Bob Lutz, again?

May 27th, 2010 § 0

Recently Bob Lutz retired from his post as vice chairman of General Motors after a 47-year career, including executive positions at BMW, Ford and Chrysler.

Bob was a bigger-than-life personality known for his outspoken character, blunt at times, and very good talent to inspire and, often, provoke. For sure he was a very controversial figure in the automotive industry. Reading blogs, forums and various articles on the internet, the opinions can’t be more diverse.
Bob Lutz was a brand himself with a very powerful image.

The truth is he was one of the very few top executives in Detroit who understood the real value of design in the car business. And he understood not just the value of the design but the design itself. He could have a real exchange of ideas with designers at any level, being a good source of inspiration, motivation and advice. He used this talent to connect two parts of a company which, especially in Detroit, are very segregated. One is the business itself, logical, analytical, based on numbers and exploring the existing. The other is the design, emotional, intuitive, a lot of times based on gut feeling.

Bob Lutz became known to the public at large while at Chrysler, between 1986-1998. He was initially responsible for the product development and later became president and COO and then vice chairman. Under his leadership, the design, under Tom Gale, made a lot of progress, being recognized for its originality and risk taking. Chrysler perhaps lacked in engineering, the performance and reliability of its cars being below the competition, and even in design, the interiors were never at the level of the exteriors. Lutz was a blow of fresh air for the corporation, but the exterior, as the only positive part of the product, a successful brand does not make.

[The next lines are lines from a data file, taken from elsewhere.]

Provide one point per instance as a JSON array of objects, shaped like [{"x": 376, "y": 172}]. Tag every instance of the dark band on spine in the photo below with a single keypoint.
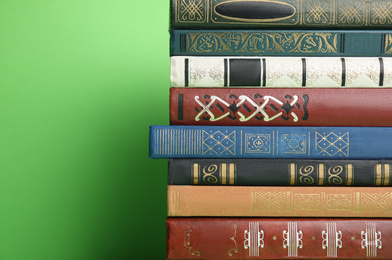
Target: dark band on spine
[
  {"x": 303, "y": 72},
  {"x": 342, "y": 42},
  {"x": 343, "y": 72},
  {"x": 264, "y": 73},
  {"x": 186, "y": 72},
  {"x": 225, "y": 76},
  {"x": 381, "y": 61},
  {"x": 182, "y": 42},
  {"x": 180, "y": 107}
]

In 2001, when Lutz was hired by GM, the corporation had already in place an initiative for improving the quality of its interiors and the engineering was in a much better shape than Chrysler’s.
Between 2001 and 2009 I worked on several interior projects and also in a new group specifically entrusted to ensure GM vehicles meet high quality targets. I could see Lutz’s initiatives taking shape, resulting in the current lineup which today is, from the exterior and interior design and perceived quality point of view, close or equal to the competition. The latest models, such as Cadillac CTS and SRX, Chevrolet Malibu, Buick Enclave and the now gone Saturn Aura and Vue are light-years ahead in design, engineering and quality, of what the same corporation was making in the ‘80s, ‘90s and even the first half of the 2000s. GM perhaps overlooked one of the most important ingredients necessary in this business: brand image. Adding the “GM mark of quality” logo on each vehicle doesn’t mean anything because “a brand is not what you say it is. It’s what THEY (the consumers) say it is” as Marty Neumeier points out in his book.

Both, Chrysler and GM, look like unfinished business for Lutz. Is that because he was a maverick trying to change the Detroit culture a little at a time? Or was he part of the culture itself and tried to improve it without changing the culture?

At 76, Bob Lutz seems full of energy and one should not be surprised to see him again in a leading position with a car company.

Just one month after publishing this post, on June 28, 2010 Automotive News (sub) announces that Lotus Cars Ltd. is poised to tap Bob Lutz to advise the British niche carmaker on a five-year turnaround plan.